Filed under: Education, Macroeconomics — itpin @ 8:16 am

Tulisan berikut saya dapatkan dari kiriman Sdr. Carlos Patriawan. Karena tersentuh oleh tulisan tersebut dan melihat relevansinya dengan beberapa artikel saya sebelumnya, saya memutuskan memasukkannya di blog ini. Saya tidak tahu sumber asli tulisan ini (kalau ada yang tahu, tolong beritahukan). Hasil terjemahan di bawah adalah berkat jasa Boedi Dayono (Januari 2004).

Selamat membaca…

Perbedaan antara negara berkembang (miskin) dan negara maju (kaya) tidak tergantung pada umur negara itu. Contohnya negara India dan Mesir, yang umurnya lebih dari 2000 tahun, tetapi mereka tetap terbelakang (miskin). Di sisi lain, Singapura, Kanada, Australia, dan New Zealand –- negara-negara yang umurnya kurang dari 150 tahun dalam membangun — saat ini merupakan bagian dari negara maju di dunia. Mayoritas penduduknya tidak lagi miskin.

Ketersediaan sumber daya alam dari suatu negara juga tidak menjamin negara itu menjadi kaya atau miskin. Jepang mempunyai area yang sangat terbatas. Daratannya 80% berupa pegunungan dan tidak cukup untuk pertanian dan peternakan. Tetapi, saat ini Jepang menjadi raksasa ekonomi nomor dua di dunia. Jepang laksana suatu negara “industri terapung” yang besar sekali, mengimpor bahan baku dari semua negara di dunia dan mengekspor barang jadinya.
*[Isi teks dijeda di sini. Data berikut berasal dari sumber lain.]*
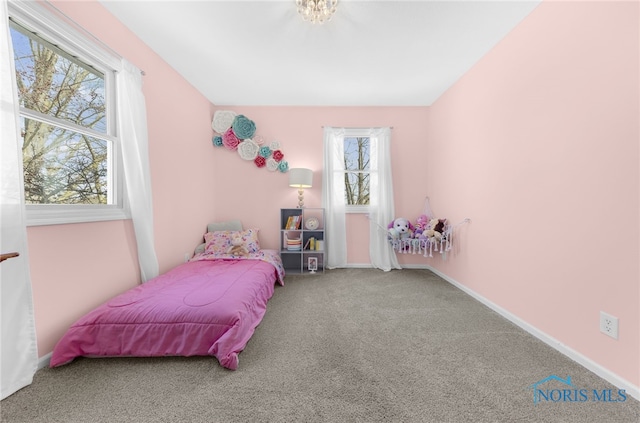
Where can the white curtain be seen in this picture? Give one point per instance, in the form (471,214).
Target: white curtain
(19,352)
(381,207)
(333,199)
(132,116)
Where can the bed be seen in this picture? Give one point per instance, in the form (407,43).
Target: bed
(208,306)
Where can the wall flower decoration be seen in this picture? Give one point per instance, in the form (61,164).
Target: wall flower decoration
(237,132)
(248,149)
(230,140)
(265,152)
(243,127)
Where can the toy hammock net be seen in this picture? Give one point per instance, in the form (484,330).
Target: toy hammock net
(426,235)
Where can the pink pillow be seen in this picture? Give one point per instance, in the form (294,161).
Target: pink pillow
(219,242)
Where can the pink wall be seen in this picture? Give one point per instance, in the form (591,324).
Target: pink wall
(538,144)
(256,195)
(76,267)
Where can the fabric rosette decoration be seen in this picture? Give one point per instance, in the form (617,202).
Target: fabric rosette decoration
(222,120)
(217,141)
(265,152)
(237,132)
(243,127)
(230,140)
(248,149)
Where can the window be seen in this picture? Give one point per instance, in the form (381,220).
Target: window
(357,170)
(71,157)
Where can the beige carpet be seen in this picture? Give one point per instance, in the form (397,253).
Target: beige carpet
(352,345)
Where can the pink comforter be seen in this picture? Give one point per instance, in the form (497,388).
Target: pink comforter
(210,306)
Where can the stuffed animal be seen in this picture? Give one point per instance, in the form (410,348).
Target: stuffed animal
(435,230)
(401,228)
(421,222)
(237,247)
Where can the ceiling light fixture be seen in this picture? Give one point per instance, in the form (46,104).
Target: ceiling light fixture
(316,10)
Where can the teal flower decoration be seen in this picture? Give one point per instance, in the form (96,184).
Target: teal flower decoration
(243,127)
(265,152)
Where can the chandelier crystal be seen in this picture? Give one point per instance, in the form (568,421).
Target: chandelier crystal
(316,11)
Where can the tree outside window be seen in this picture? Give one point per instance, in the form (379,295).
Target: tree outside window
(357,170)
(67,150)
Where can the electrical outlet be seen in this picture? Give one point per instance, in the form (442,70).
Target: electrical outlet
(609,325)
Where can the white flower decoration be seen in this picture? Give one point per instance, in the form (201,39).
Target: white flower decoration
(248,149)
(222,120)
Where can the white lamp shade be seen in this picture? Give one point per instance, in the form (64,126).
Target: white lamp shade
(300,178)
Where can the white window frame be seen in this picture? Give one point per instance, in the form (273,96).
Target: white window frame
(49,25)
(357,133)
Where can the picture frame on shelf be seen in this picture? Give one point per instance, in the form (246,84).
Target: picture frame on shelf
(312,264)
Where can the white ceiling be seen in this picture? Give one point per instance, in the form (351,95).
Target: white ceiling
(372,53)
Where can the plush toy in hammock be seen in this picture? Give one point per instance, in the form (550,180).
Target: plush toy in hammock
(400,228)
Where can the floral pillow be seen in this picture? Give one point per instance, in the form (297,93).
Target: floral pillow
(219,242)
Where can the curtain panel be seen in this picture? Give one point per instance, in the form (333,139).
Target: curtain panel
(19,353)
(333,198)
(132,116)
(381,209)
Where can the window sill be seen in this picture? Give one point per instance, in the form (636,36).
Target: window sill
(63,215)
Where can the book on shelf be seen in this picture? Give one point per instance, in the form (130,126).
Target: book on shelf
(293,223)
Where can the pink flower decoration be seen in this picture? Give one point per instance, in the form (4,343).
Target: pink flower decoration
(230,140)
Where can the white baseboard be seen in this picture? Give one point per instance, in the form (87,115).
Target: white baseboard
(44,361)
(585,362)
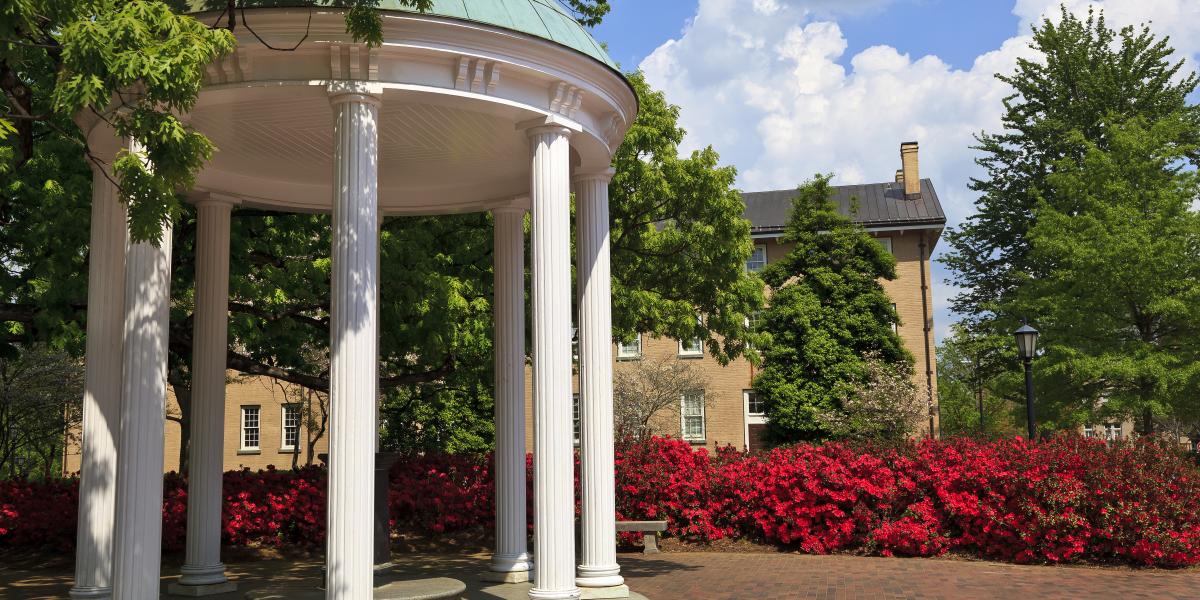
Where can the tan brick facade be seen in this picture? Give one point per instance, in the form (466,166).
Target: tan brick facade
(269,396)
(725,414)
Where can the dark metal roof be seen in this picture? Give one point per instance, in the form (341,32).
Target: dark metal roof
(877,205)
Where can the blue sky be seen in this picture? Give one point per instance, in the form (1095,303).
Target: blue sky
(785,89)
(955,30)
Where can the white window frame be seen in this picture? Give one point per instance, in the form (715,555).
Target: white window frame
(630,352)
(750,418)
(684,417)
(750,261)
(1110,427)
(576,419)
(283,426)
(243,430)
(699,351)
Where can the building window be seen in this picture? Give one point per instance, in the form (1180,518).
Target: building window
(754,405)
(631,349)
(575,418)
(291,427)
(693,415)
(691,348)
(757,258)
(250,427)
(1113,431)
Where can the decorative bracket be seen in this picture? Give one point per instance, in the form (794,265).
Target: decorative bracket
(478,76)
(231,69)
(565,99)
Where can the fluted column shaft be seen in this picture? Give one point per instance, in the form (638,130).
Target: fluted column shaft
(511,549)
(354,313)
(553,454)
(202,565)
(138,527)
(102,390)
(598,563)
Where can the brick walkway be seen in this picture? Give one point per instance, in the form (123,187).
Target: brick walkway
(757,576)
(713,576)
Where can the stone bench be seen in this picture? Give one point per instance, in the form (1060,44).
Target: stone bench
(437,588)
(649,533)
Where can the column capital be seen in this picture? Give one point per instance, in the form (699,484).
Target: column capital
(519,205)
(551,123)
(603,175)
(367,93)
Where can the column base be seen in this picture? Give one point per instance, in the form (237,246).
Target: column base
(203,589)
(599,581)
(555,594)
(90,593)
(609,592)
(507,576)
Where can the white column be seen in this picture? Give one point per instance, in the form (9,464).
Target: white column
(511,559)
(598,562)
(553,454)
(102,390)
(353,371)
(203,573)
(138,528)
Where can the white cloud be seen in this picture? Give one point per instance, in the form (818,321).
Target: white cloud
(761,82)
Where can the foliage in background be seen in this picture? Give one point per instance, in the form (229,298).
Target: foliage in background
(1121,299)
(827,312)
(670,215)
(643,391)
(41,396)
(679,240)
(1063,501)
(885,407)
(1081,225)
(977,370)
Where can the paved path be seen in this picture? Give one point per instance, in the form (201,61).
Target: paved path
(762,576)
(712,576)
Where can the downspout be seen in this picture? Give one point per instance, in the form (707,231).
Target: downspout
(925,331)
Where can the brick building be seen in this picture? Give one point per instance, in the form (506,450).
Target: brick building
(904,215)
(268,423)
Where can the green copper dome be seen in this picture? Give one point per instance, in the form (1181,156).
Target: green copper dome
(540,18)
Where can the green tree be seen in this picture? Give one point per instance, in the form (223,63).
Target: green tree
(975,373)
(1085,79)
(41,393)
(827,312)
(436,282)
(679,240)
(1120,301)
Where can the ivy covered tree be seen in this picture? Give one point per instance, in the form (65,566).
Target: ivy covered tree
(670,214)
(826,315)
(1120,305)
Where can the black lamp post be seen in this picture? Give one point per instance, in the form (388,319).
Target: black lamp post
(1026,343)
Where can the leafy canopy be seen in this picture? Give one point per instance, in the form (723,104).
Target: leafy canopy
(827,312)
(1084,226)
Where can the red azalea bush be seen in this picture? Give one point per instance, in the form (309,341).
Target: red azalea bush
(1066,499)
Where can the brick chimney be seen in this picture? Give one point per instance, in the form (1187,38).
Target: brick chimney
(910,173)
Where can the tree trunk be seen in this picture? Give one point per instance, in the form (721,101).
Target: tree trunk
(184,399)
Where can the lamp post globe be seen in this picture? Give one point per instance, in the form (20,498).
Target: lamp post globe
(1026,345)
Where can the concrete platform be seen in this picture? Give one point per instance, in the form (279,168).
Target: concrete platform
(437,588)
Swiss tidak mempunyai perkebunan coklat tetapi sebagai negara pembuat coklat terbaik di dunia. Negara Swiss sangat kecil, hanya 11% daratannya yang bisa ditanami. Swiss juga mengolah susu dengan kualitas terbaik. (Nestle adalah salah satu perusahaan makanan terbesar di dunia). Swiss juga tidak mempunyai cukup reputasi dalam keamanan, integritas, dan ketertiban –- tetapi saat ini bank-bank di Swiss menjadi bank yang sangat disukai di dunia.

Para eksekutif dari negara maju yang berkomunikasi dengan temannya dari negara terbelakang akan sependapat bahwa tidak ada perbedaan yang signifikan dalam hal kecerdasan. Ras atau warna kulit juga bukan faktor penting. Para imigran yang dinyatakan pemalas di negara asalnya ternyata menjadi sumber daya yang sangat produktif di negara-negara maju/kaya di Eropa.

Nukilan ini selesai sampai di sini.